The painting looks a little bit like Picasso’s Guernica, that featured the bombing of the Spanish town of Guernica by the Nazis. The bodies in Split are not dismembered of “cubically” facing one another in overblown proportion to bring home the atrocities committed at that time.

Skunder Bogossian is legitimately called the first modern abstract painter of Ethiopia and rated high alongside the likes of Picasso although his painting hardly won public appreciation here at home due to their sophisticated nature, whose theme cannot be easily grasped by ordinary art lovers.

Wosene Worke Kosrof was born in 1950 was a student of Skunder Bogossian at Howard university. He is mainly famous for painting artistic works with “interlocking and interweaving letters from the ancient Ge’ez alphabet which is the basis of two of Ethiopia’s main languages, namely Amharic and Tigrigna.

Wosene’s other notable themes are ordinary everyday activities such as drinking coffee or playing cards. One of his painting is called Coffee the Ethiopian Ceremony and has won him acclaim. The painting is not a naturalist exposure of people sitting around the coffee and cups and enjoying their beverage.

On the contrary, it is a modernist portrayal sitting, standing and a woman holding the tray that is carrying the snack that is indispensable for the coffee ceremony.

The painting looks blurred and the people are portrayed in a disorderly manner while the dominant colors are yellow, blue and red while the hairs of the people are black dots that can hardly be seen in the sea of geometric figures and colors.

One of Wossene’s famous paintings is a collection of small rectangular figures dotted with Amharic alphabets and hardly-visible human figures which are portrayed in black and white while the dominant color is also black and white with a small Ethiopian flag features at one corner with green, yellow whose vividness give the flag a visibility out of proportion with its small size.

As one commentary on his work maintains, Wossene is best known for his inventive renderings of the Amharic script and he is the first Ethiopian-born contemporary artist to incorporate these script symbols as a core aesthetic element in fine art paintings.

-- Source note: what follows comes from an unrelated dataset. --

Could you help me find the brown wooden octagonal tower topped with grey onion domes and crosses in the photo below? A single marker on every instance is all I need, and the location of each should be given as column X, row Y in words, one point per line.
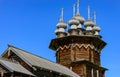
column 79, row 48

His recognizable “signature” emerges by distorting, dissecting and elongating, dissecting and reassembling the symbols as images.

To wrap up our discussion, both traditional and modern Ethiopian arts have something in common in their use of color for instance like yellow, red green and blue dominating the other colors. This may or may not be a reflection of the country’s bright natural landscape that is almost always illuminated by the sun which is always present in the artists’ visualization of their works.

The few artists depicted above are only a handful of many famous painters who enjoy international acclaim while the above three had made their way into the international art galleries as well as auction houses like Sotheby’s where their works are considered for sale.

The younger artists are gaining immense experience and inspiration from the masters who are immortalized by their works. But they have so far failed to produced something remotely matching the masters.

And this should be taken a big challenge for the new and upcoming artists who aspire to dominate the international art market and achieve fame and fortune. This may seem a remote possibility but since older Ethiopian artists have done it, there is no reason why the younger ones will not repeat their history by producing works of arts that we shall all be proud of.